On Jul 1, 2019, at 8:26 AM, Valeri Galtsev galtsev@kicp.uchicago.edu wrote:
RAID function, which boils down to simple, short, easy to debug well program.
RAID firmware will be harder to debug than Linux software RAID, if only because of easier-to-use tools.
Furthermore, MD RAID only had to be debugged once, rather that once per company-and-product line as with hardware RAID.
I hope you’re not assuming that hardware RAID has no bugs. It’s basically a dedicated CPU running dedicated software that’s difficult to upgrade.
if kernel (big and buggy code) is panicked, current RAID operation will never be finished which leaves the mess.
When was the last time you had a kernel panic? And of those times, when was the last time it happened because of something other than a hardware or driver fault? If it wasn’t for all this hardware doing strange things, the kernel would be a lot more stable. :)

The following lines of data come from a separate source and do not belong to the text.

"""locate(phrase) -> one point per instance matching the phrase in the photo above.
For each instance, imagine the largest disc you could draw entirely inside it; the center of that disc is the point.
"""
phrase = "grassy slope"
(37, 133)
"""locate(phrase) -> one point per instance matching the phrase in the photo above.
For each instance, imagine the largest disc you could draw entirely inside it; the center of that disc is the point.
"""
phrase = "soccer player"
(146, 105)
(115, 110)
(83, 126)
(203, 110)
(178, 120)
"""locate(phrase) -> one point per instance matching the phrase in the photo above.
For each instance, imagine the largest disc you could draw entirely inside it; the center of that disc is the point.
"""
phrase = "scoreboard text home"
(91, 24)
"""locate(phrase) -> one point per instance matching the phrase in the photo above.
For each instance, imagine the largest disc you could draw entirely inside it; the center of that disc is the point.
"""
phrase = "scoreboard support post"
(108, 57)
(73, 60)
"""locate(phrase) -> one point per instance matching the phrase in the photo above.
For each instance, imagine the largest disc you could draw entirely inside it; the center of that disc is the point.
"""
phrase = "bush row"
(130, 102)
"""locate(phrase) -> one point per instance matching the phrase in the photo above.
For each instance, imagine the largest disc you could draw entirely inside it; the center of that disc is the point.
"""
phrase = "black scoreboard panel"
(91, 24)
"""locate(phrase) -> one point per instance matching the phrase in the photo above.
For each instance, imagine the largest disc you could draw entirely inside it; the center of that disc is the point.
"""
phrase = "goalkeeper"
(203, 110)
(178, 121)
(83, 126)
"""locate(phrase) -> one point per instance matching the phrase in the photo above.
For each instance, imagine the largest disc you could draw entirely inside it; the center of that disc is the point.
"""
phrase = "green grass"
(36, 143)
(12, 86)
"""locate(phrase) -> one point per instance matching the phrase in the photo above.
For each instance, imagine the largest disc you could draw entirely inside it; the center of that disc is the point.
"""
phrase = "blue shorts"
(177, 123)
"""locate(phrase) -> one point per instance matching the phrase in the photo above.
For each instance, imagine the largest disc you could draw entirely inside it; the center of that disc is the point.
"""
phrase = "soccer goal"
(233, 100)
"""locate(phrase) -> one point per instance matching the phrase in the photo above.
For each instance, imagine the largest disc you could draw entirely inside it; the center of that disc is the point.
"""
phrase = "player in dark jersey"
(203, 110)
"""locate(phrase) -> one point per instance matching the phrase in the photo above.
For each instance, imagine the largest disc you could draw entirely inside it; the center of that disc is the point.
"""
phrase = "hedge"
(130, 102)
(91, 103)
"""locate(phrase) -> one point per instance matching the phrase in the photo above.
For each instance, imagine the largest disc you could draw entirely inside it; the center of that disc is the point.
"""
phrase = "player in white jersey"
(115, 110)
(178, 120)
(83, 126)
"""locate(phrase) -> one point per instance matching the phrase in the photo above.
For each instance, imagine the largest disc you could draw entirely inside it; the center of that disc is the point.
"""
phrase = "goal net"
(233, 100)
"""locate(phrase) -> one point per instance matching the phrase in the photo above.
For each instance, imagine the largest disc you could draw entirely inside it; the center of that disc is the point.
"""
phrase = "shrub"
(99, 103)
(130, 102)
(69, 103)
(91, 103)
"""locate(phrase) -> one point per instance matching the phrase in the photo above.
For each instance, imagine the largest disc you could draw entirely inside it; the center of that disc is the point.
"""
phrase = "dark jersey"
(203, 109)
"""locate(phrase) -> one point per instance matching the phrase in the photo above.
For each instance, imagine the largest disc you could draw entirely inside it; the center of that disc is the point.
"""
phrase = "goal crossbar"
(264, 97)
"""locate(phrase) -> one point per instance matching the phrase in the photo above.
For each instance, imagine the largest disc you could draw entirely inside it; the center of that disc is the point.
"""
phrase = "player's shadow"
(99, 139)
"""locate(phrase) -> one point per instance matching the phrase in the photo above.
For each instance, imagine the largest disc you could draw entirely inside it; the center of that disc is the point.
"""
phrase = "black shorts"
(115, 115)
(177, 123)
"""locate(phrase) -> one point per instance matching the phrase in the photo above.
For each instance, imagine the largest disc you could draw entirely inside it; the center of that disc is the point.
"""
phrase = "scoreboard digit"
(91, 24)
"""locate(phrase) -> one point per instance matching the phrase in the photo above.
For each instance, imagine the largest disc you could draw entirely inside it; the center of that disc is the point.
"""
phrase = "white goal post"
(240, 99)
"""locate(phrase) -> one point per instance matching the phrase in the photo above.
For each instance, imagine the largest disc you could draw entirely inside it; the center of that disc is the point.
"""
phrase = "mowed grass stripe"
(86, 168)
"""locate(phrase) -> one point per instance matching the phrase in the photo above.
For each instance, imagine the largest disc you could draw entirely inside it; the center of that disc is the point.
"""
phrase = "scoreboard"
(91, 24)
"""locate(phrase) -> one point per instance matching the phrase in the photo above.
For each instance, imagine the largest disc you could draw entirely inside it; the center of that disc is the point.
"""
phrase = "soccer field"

You seem to be saying that hardware RAID can’t lose data. You’re ignoring the RAID 5 write hole:
https://en.wikipedia.org/wiki/RAID#WRITE-HOLE
If you then bring up battery backups, now you’re adding cost to the system. And then some ~3-5 years later, downtime to swap the battery, and more downtime. And all of that just to work around the RAID write hole.
Copy-on-write filesystems like ZFS and btrfs avoid the write hole entirely, so that the system can crash at any point, and the filesystem is always consistent.